Azure Databricks - Variables from Azure Data Factory
Are you seeking to integrate variables from Azure Data Factory into your Databricks notebooks? This blog provides a solution for pushing variables from ADF directly into your Databricks environment.
Problem
Utilizing variables from Azure Data Factory in Azure Databricks notebooks can be achieved through a straightforward process. However, a common challenge arises when attempting to access these variables directly in a Python notebook using variable=dbutils.widgets.get("variable"). Without the appropriate setup, the notebook might fail to recognize the source of this information. To address this, consider implementing the following solution.
Solution
1. Start off by creating an activity in Azure Data Factory by going to Activities > General > Set variable:
2. Set your variable value in the Settings (i.e. runDate and 2024-03-19 as the value):
3. Create a Databricks Notebook from Activities > Databricks > Notebook:
4. Set up an on success that connects the Set variable and Notebook:
5. Click on the Notebook and go to Settings. Add your Databricks Notebook path and then expand Base parameters.

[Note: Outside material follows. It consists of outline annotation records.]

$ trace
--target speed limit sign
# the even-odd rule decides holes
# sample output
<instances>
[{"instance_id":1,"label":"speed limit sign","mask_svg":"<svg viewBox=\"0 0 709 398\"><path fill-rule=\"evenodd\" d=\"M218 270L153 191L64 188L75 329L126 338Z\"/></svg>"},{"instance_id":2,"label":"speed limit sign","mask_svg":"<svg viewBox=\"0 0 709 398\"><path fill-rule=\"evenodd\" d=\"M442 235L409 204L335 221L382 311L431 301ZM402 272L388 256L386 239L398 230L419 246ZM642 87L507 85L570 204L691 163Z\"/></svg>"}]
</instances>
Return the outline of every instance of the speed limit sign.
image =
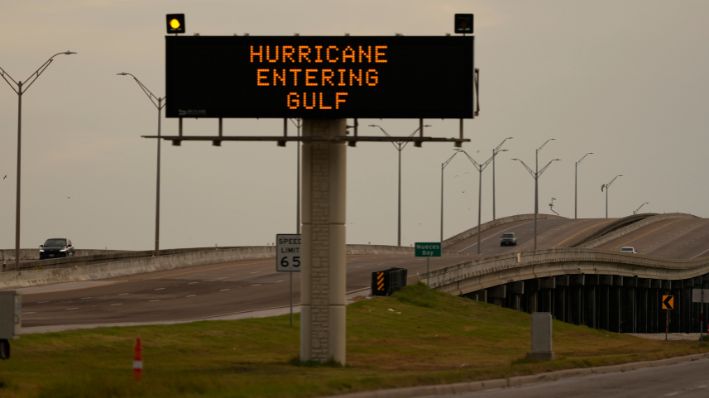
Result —
<instances>
[{"instance_id":1,"label":"speed limit sign","mask_svg":"<svg viewBox=\"0 0 709 398\"><path fill-rule=\"evenodd\" d=\"M300 272L300 234L276 235L276 271Z\"/></svg>"}]
</instances>

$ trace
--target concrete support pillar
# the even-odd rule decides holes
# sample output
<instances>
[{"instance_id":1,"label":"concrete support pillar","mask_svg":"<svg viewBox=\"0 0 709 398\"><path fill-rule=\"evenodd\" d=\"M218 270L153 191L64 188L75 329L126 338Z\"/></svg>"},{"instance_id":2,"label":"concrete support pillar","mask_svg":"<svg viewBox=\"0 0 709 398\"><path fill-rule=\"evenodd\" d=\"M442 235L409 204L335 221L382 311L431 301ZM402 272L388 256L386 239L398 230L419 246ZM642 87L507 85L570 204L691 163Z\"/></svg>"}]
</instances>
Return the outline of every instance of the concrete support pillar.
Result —
<instances>
[{"instance_id":1,"label":"concrete support pillar","mask_svg":"<svg viewBox=\"0 0 709 398\"><path fill-rule=\"evenodd\" d=\"M345 134L345 119L303 121L306 138ZM303 144L301 361L345 364L346 155L344 142Z\"/></svg>"}]
</instances>

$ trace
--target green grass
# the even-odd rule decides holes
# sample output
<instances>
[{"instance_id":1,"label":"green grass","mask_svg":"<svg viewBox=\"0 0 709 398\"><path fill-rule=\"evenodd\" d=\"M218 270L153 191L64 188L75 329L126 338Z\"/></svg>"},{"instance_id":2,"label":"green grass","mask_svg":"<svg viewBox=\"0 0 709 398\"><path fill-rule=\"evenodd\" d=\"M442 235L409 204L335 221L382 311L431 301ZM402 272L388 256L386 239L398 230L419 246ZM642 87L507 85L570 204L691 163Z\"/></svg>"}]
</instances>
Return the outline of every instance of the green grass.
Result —
<instances>
[{"instance_id":1,"label":"green grass","mask_svg":"<svg viewBox=\"0 0 709 398\"><path fill-rule=\"evenodd\" d=\"M347 322L346 367L299 363L299 325L287 316L26 335L0 361L0 397L313 397L709 351L555 321L557 359L528 361L528 314L421 285L354 303Z\"/></svg>"}]
</instances>

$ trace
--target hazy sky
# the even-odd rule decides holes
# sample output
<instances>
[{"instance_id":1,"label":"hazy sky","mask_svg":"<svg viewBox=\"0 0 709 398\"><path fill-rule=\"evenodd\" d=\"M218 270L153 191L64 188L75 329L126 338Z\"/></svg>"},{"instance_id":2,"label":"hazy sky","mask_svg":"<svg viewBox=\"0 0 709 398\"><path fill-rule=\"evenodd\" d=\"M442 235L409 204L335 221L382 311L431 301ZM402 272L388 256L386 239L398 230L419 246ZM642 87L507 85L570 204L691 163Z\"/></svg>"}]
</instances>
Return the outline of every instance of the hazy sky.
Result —
<instances>
[{"instance_id":1,"label":"hazy sky","mask_svg":"<svg viewBox=\"0 0 709 398\"><path fill-rule=\"evenodd\" d=\"M540 179L540 211L573 217L643 210L709 215L709 2L704 0L235 1L3 0L0 66L25 80L60 56L23 98L22 246L68 236L79 248L150 249L155 221L157 111L138 76L164 93L164 15L184 12L188 33L231 35L443 35L453 14L475 14L479 118L465 149L497 158L497 216L533 211L533 166L561 158ZM218 84L218 77L203 76ZM15 242L17 96L0 81L0 248ZM456 120L427 120L427 133L457 135ZM280 134L279 120L228 120L225 134ZM416 120L380 123L408 135ZM164 134L177 122L166 120ZM213 120L186 134L216 134ZM364 127L360 134L378 134ZM452 144L403 152L404 244L435 241L440 165ZM275 143L163 145L161 247L264 245L295 230L296 152ZM396 151L348 148L347 241L396 243ZM7 178L2 180L2 176ZM483 174L483 221L492 217L491 169ZM463 156L446 168L446 236L477 222L477 172Z\"/></svg>"}]
</instances>

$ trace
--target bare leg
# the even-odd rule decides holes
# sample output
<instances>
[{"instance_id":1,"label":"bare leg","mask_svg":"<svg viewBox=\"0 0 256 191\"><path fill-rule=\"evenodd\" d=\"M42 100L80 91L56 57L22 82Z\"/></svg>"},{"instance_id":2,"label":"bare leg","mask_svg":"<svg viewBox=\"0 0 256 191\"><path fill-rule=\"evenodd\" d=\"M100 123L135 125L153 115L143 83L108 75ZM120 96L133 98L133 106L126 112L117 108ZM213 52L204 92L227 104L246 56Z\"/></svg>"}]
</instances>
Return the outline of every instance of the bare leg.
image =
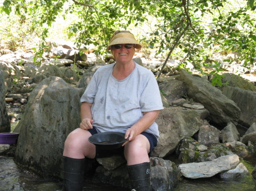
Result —
<instances>
[{"instance_id":1,"label":"bare leg","mask_svg":"<svg viewBox=\"0 0 256 191\"><path fill-rule=\"evenodd\" d=\"M77 128L72 131L65 141L63 156L74 159L85 157L94 158L95 145L90 143L89 137L92 134L86 130Z\"/></svg>"},{"instance_id":2,"label":"bare leg","mask_svg":"<svg viewBox=\"0 0 256 191\"><path fill-rule=\"evenodd\" d=\"M147 138L141 134L125 146L125 156L127 165L149 162L150 145Z\"/></svg>"}]
</instances>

Press + New and type your variable (i.e. runDate for name and the value as @variables('runDate')):
6. Once you have completed connecting your Notebook from ADF, add the following command in your python Notebook to get the variable from the ADF pipeline:
runDate=dbutils.widgets.get("runDate")
When you now run the Azure Data Factory pipeline, your Notebook logs should show that runDate was equal to your date (i.e. 2024-03-19). To confirm this you can do a simple print(runDate) in the same Notebook.